The other attorney on the board, Gretchen Livingston, also voted against the resolution, which was approved on a 5-2 vote.


Pat Savage-Williams

A spokesman for the Illinois American Civil Liberties Union said that they were looking into possible constitutional violations regarding the resolution, but they had no set timetable or strategy for pursuing legal action.

The controversy arose out of Baum’s sharing an email from Superintendent Eric Witherspoon explaining why he confiscated the Sept. 22 issue of the student newspaper, The Evanstonian, which contained an article covering the pros and cons of legalizing marijuana and a poll of its use among students.

Witherspoon believed that the article encouraged drug use, according to the email that Baum forwarded. Baum disagrees. The article was later published in the paper on Nov. 3, but a statement was added to the story that neither the Evanstonian nor ETHS condones the use of marijuana.

Witherspoon did not respond to a request for comment.

At a November meeting, ETHS Board President Pat Savage-Williams blasted Baum for violating the board’s confidentiality rules, according to a story in Evanston Now.

Then, four days before the meeting during which the confidentiality rule was approved, Baum said the proposed resolution appeared in a packet of meeting materials with a statement that it would be voted on that Monday.

“Normally we set aside dates for debate and then later dates for action,” Baum said. “Not this time.”

Finally, Baum said that the resolution comes with no enforcement provisions

“The board can’t kick other members off the board for violating this policy,” he said.

Savage-Williams did not respond to a request for comment.

Savage-Williams has made North Cook News before in her role as “Department Coordinator, Psychologist, SEED, African American Club sponsor” at New Trier High School.

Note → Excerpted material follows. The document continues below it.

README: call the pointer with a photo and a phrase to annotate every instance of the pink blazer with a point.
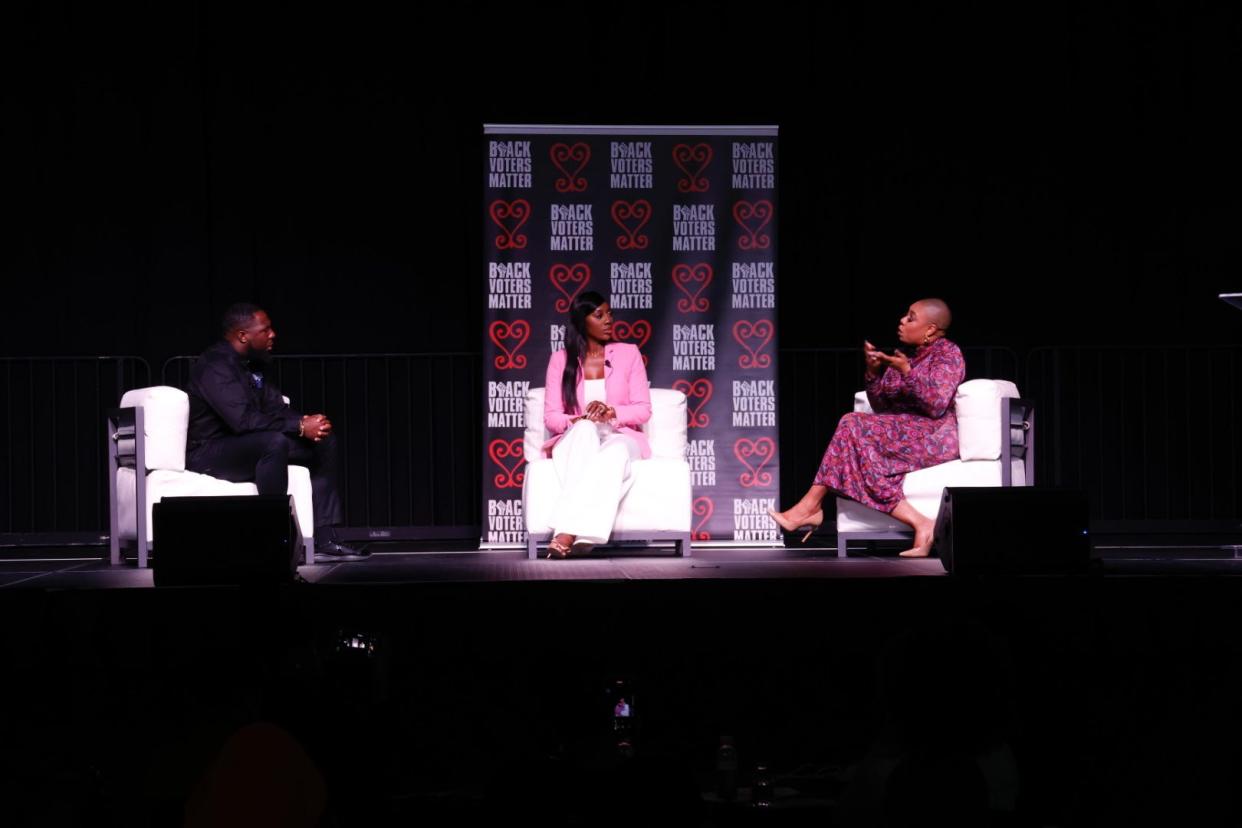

An August story in North Cook News showed that she and Timothy Hayes, assistant superintendent of student services at New Trier, spent thousands in taxpayer dollars on travel, lodging and meals to attend racial equity seminars. They were also the driving forces behind a student seminar, now discontinued at the predominantly white school, to sensitize students to their “white privilege” and their inborn racial bias.